Published in final edited form as: Nat Cell Biol. 2015 Sep 7;17(10):1259–1269. doi: 10.1038/ncb3230

Figure 7. Induction of pexophagy by ROS.

Figure 7

(a) HepG2 cells treated with either H2O2 (0.4 mM) for indicated times or CCCP (50 μM, 6 h). Western analysis of peroxisome proteins PEX1 and PEX14 (SDHA and VDAC as mitochondrial markers, p62 and LC3-II as autophagy markers). (b) Quantification of PEX1 and PEX14 intensity normalized to GAPDH from Fig. 7a. (mean ± s.d., n = 3 independent experiments, student's t test). * P < 0.05 and *** P < 0.001, NS= not significant. (c) Representative images using HepG2 cells transfected with an mRFP-EGFP-SKL construct and treated with H2O2 for 6h.
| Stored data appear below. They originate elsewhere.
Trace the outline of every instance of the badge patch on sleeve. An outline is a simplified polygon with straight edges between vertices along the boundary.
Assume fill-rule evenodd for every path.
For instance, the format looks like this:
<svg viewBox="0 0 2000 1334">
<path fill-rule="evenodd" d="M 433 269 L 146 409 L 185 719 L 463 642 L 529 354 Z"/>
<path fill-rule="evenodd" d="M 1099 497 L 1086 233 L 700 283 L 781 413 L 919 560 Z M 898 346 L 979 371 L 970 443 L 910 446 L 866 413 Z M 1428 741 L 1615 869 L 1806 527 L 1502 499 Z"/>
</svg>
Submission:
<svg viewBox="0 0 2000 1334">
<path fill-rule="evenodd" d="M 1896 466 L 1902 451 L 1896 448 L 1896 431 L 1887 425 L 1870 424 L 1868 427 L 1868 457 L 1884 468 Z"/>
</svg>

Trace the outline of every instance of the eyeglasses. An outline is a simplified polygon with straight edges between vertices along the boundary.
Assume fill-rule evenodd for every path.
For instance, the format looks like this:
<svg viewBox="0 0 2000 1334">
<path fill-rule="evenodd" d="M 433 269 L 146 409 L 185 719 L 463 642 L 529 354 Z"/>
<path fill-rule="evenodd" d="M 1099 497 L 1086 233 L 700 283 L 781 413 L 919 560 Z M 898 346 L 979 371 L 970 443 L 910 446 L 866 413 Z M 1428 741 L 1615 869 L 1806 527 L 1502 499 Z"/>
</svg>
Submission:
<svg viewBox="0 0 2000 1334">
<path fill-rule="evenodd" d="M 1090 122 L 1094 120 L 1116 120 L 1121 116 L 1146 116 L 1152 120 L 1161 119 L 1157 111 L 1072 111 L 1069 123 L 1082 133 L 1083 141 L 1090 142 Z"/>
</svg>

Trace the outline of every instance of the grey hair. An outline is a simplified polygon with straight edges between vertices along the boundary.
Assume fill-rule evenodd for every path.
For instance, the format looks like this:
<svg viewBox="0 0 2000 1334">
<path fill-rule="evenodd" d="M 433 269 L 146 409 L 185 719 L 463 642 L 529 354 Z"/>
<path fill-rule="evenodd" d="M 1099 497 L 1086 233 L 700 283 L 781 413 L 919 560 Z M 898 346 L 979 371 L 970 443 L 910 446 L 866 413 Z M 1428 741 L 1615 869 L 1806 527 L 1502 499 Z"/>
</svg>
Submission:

Scale bar, 10 μm. (d) Pearson's correlation coefficient for colocalization between mRFP-SKL and EGFP-SKL was calculated from Fig. 7c. n=4 independent experiment, 10 cells were analyzed in each experiments. All error bars represent s.d., (student's t test) *** P < 0.001. (e) HEK293 cells transfected with Myc-PEX5-WT or Myc-PEX5-K209R or Myc-PEX5-S141 for 24 h following prior siRNA knockdown of PEX5 for 48 h, treated with H2O2 (0.4 mM) for 6 h. Western analysis was performed using anti- PEX1, PEX14, phosphor-ATM (S1981), ATM, MYC and GAPDH antibodies. Corresponding immunoblots for HEK293 cells transfected with control or siRNA PEX5 showing levels of PEX5. (f) Quantification of PEX1 and PEX14 intensity normalized to GAPDH from Fig. 7e. (mean ± s.d., n = 4 independent experiments, student's t test). *** P < 0.001, NS= not significant. (g) WT (GM08399) and AT (GM05849) fibroblasts were treated with H2O2 (0.4 mM) for 6 h and immunoblotted with PEX1, PEX14, phospho-ATM, ATM and GAPDH antibodies. (h) Representative images using WT (GM08399) and AT (GM05849) fibroblasts transfected with a mRFP-EGFP-SKL construct and treated with H2O2 for 6h. Scale bar, 15 μm. (i) Pearson's correlation coefficient for colocalization between mRFP-SKL and EGFP-SKL was calculated from Fig. 7h. Quantification was performed from Fig S6a on n=3 independent experiments, 10 cells were analyzed in each experiment. All error bars represent s.d., (student's t test) ** P < 0.01, NS= not significant. Uncropped images of western blots are shown in Supplementary Fig. S9, Statistic source data for Fig. 7b,d,f and i can be found in Supplementary Table 1.